Glaciers are characteristic structures made of a permanent mass of ice in continuous movement. The ice in the glaciers moves, flows like the water in a river, but very slowly. Although it is not a fast movement, it has an extreme erosive power. They characteristically wear deep and wide U shaped valleys.
Groundwater is defined as the water that can be found beneath the Earth's surface. It is stored in soil pores, fractures of rocks or in underground rivers or lakes.
Groundwater can sometimes form underground caves and galleries.
When it emerges to the surface, it can form springs, seeps, wells or wetlands. It usually feeds rivers, streams and lakes.
The line that separates the lower parts of the soil filled with water to the upper parts of the soil with no water in the pores is called phreatic level. 

Lakes are large masses of water surrounded by land. They can be fed by rivers, glaciers or groundwaters. Rivers and groundwaters can also drain lakes.

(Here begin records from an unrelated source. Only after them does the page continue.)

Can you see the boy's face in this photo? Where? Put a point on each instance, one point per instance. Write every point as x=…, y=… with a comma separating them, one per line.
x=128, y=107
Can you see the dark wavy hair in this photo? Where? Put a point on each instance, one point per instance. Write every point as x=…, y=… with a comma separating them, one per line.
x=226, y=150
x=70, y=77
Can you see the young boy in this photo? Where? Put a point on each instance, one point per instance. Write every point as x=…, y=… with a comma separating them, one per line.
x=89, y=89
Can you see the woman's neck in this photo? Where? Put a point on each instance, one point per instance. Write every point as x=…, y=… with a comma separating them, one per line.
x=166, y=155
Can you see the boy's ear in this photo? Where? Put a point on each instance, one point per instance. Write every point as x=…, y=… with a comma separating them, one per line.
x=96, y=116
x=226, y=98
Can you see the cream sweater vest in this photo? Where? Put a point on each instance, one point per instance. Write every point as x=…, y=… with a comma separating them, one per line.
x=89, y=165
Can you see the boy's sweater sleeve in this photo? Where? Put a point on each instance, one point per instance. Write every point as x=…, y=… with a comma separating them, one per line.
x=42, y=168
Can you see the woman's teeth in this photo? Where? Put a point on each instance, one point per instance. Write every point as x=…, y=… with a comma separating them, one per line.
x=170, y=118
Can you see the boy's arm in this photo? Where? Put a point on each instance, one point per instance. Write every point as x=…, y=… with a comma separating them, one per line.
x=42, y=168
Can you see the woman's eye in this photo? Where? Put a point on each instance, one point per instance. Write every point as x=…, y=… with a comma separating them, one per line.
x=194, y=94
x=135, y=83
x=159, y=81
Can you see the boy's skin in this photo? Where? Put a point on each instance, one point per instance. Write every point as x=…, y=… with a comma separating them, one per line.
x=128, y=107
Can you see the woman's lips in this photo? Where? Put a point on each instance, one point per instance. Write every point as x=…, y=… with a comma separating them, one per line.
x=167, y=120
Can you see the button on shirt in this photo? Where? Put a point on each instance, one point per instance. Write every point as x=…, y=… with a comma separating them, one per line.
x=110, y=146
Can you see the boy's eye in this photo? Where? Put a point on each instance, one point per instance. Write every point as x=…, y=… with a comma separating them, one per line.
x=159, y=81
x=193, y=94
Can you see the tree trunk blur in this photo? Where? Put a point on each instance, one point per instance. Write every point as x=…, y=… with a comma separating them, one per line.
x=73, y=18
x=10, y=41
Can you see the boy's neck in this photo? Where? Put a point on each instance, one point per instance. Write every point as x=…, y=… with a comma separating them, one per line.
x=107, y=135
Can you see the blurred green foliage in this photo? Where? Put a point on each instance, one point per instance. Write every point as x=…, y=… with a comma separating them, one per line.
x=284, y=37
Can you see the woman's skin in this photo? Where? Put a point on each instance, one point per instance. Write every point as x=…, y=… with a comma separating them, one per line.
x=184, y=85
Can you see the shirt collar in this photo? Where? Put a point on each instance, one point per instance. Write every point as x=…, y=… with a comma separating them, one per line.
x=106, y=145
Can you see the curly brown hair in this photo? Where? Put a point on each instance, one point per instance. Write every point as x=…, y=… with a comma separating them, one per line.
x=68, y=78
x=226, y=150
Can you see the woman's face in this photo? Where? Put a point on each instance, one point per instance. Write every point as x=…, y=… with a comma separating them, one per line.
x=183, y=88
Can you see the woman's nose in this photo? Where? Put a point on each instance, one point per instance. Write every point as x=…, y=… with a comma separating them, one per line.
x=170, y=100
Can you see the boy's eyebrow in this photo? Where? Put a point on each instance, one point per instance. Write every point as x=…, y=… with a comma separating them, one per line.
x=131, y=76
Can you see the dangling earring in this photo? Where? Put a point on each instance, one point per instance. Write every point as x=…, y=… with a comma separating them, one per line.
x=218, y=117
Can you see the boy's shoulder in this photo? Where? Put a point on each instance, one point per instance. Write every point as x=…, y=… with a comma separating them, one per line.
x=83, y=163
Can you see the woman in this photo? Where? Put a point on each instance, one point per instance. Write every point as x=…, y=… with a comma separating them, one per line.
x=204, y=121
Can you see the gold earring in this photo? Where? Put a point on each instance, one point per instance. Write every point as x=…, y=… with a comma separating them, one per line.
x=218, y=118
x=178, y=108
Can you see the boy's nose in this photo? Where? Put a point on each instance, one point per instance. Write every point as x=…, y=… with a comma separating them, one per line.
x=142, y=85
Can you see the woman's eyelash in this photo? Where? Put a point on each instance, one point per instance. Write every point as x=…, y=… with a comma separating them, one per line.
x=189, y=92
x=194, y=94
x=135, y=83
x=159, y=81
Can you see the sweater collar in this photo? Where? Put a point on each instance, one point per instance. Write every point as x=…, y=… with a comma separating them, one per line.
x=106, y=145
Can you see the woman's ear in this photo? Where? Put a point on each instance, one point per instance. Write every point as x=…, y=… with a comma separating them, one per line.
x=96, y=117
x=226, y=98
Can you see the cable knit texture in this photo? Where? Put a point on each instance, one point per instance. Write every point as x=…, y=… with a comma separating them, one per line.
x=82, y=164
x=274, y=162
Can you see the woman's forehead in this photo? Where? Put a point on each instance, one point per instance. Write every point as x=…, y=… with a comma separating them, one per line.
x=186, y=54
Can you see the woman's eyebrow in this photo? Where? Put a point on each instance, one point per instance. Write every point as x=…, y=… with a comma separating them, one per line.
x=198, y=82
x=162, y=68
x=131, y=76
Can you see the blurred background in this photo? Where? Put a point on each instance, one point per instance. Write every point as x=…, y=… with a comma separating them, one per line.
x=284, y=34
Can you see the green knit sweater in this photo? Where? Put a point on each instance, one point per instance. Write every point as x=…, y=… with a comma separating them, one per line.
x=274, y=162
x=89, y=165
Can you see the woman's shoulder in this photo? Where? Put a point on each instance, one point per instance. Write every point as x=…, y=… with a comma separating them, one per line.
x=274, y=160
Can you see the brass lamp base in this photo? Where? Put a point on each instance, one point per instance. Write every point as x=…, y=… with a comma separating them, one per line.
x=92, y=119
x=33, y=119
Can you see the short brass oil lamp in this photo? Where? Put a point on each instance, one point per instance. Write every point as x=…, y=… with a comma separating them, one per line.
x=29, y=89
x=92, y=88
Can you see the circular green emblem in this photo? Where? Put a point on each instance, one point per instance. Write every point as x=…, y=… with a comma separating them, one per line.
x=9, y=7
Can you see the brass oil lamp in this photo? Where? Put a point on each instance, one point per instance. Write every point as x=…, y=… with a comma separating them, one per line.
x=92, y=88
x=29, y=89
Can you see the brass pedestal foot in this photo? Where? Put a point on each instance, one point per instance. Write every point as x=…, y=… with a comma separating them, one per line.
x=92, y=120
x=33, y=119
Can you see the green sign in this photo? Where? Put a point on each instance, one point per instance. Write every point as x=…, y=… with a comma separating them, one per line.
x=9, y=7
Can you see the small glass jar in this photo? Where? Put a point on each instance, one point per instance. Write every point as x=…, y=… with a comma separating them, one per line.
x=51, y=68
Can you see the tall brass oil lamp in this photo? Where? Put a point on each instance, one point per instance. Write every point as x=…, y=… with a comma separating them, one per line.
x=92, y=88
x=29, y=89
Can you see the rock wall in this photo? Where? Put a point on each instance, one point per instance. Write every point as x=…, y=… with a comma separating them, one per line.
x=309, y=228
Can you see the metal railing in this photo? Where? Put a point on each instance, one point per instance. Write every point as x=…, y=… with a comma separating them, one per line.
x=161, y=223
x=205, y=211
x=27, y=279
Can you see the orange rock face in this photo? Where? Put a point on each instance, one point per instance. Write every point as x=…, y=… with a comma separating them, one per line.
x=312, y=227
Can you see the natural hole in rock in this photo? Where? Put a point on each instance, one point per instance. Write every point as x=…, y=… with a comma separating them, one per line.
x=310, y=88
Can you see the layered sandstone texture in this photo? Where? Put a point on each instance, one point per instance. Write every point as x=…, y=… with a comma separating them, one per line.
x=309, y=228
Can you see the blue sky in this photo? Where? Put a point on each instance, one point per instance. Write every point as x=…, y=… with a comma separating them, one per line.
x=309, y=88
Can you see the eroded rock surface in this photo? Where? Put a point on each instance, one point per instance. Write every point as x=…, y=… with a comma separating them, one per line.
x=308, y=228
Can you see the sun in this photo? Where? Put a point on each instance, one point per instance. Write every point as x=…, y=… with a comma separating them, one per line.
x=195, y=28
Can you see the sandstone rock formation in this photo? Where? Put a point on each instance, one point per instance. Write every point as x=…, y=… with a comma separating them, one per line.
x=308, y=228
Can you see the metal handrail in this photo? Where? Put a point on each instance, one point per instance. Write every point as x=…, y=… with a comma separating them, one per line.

They are always located in basins or depressions and they can have variable size and depth, from few square metres to many square kilometres. The largest lake of the world is the Caspian Sea, that is 371,000 Km2. 
Wetlands are areas permanently or seasonally saturated with water. There are many different types of wetlands:
  • Swamps: forested wetlands.
  • Marshes: wetlands covered by herbaceous plants.
  • Bogs: wetlands rich in discomposed plants and other decaying materials.
  • Fens: wetlands dominated by grass and sedges.
Rivers and Torrents
Natural water courses of freshwater. Rivers are permanent water courses. Torrents and streams are intermittent or discontinuous water courses with variable courses.
They are responsible for surface runoff, they transport water from the land to the sea. They are also a relevant erosive factor, not as strong as glaciers but much more frequents. They wear V shaped valleys in he upper course and U shaped valleys in the lower course.  

Water Cycle
The water cycle includes all the process that promotes changes in water and its transformations from one type of water to another.

  • Evaporation: the Sun warms water, transforming it into water vapour. This process occurs, above all, in seawater, because it is extremely abundant and covers 75% of Earth's surface. But it also takes place in freshwater.
  • Evapotranspiration: the water from living beings also evaporates. It is a low amount of water.
  • Condensation: the atmospheric water vapour is condensed, transforming the vapour into tiny drops of water that made the clouds.
  • Transport: the wind moves the clouds. This is specially relevant in the sea, so clouds formed above the sea due to the evaporation and condensation can move from the sea to the land.
  • Precipitation: when the tiny drops of water of the clouds cool and condense, forming bigger drops that fall. This process can occur in many different places, but is very usual in higher zones of the atmosphere and when the clouds shock with the mountains. The water falls forming rain, snow or hail.
  • Surface Runoff: this is the movement of the surface water from the land to the sea. Surface runoff forms rivers, streams and torrents.
  • Infiltration: the infiltration is the movement of water from the Earth's surface to deeper parts of the ground, forming groundwater.
  • Deep Runoff: this is the movement of groundwater to the sea. Due to this, groundwater returns from the land to the oceans.